FIG. 2 is a block diagram of a bus interface circuit according to an embodiment of the present invention.

[Explanation of symbols]

100 ... Bus, 102 ... Bus control device, 103 ... Bus interface circuit 104 ... Bus control circuit, 105 ... Device 201, 202 ... Bus request signal line 203, 204 ... Bus grant signal line, 205 ... Use signal line control table 206 ... Bus priority control table 207, 208 ... Device identification number signal line 209 ... Device identification number signal line, 212 ... Bus request signal transmitting section 213 ... Bus control signal transmitting section, 214 ... Bus control signal receiving section 215 ... Priority control section 216, 217 ... Protocol control unit 218 ... Request reception unit, 219 ... Device control signal generation unit

Front page continuation (72) Inventor Hidenori Inouchi 1-280, Higashi Koigakubo, Kokubunji, Tokyo Inside Central Research Laboratory, Hitachi, Ltd. Department

Claims (3)

[Claims] 1. A bus request signal and a bus grant signal, which are connected to a bus and a plurality of devices that use the bus, and obtain the bus in response to a request to use the bus from each device of the plurality of devices. A bus interface circuit for transmitting the bus request signal, and a plurality of sets of bus grant signal lines for transmitting the bus request signal and corresponding to the bus request signal line for transmitting the bus grant signal. A use signal line control table that holds the number of sets of the signal lines that can be used by each device, a unit that changes the contents of the use signal line control table, and a bus use request from each device.
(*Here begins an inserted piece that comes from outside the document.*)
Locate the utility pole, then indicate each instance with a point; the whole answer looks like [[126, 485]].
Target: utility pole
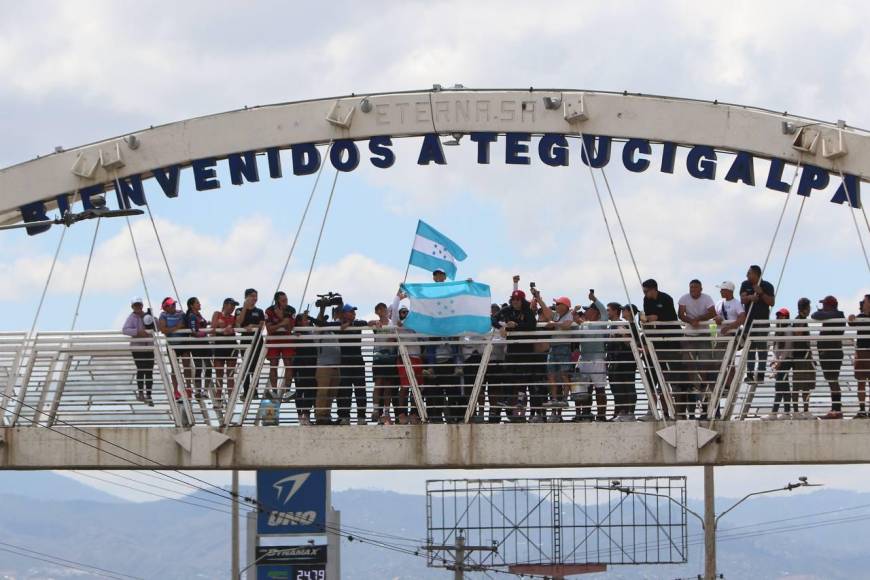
[[459, 568], [709, 524], [234, 554]]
Within the range of the number of usable signal line sets of the device based on the contents of the used signal line control table. Bus interface circuit, characterized in that it comprises using a strike signal lines and the bus grant signal line and a means for performing the acquisition of the bus for the bus use request from the device. 2. A bus interface circuit that is connected to a bus and a plurality of devices that use the bus, and that processes a transaction generated based on a request to use the bus from each device of the plurality of devices. ,
A bus priority control table that holds a priority regarding the use of the bus of each device, a unit that changes the contents of the bus priority control table, and a transaction priority based on the contents of the bus priority control table. A bus interface circuit having means for determining a processing order. 3. A bus interface circuit, which is connected to a split-type bus and a plurality of devices that use the bus, and processes a transaction generated based on a request for use of the bus from each device of the plurality of devices. A device identification number control table that holds one or a plurality of numbers assigned to each device to identify each device, and each device that is held in the device identification number control table. And a means for changing the number of the device identification numbers to be allocated, and within the range of the number of the device identification numbers for the devices even while waiting for the data return in the read operation based on the bus use request from each device. By using an unused number among the device identification numbers, A bus interface circuit and executes the other of the transactions for the device.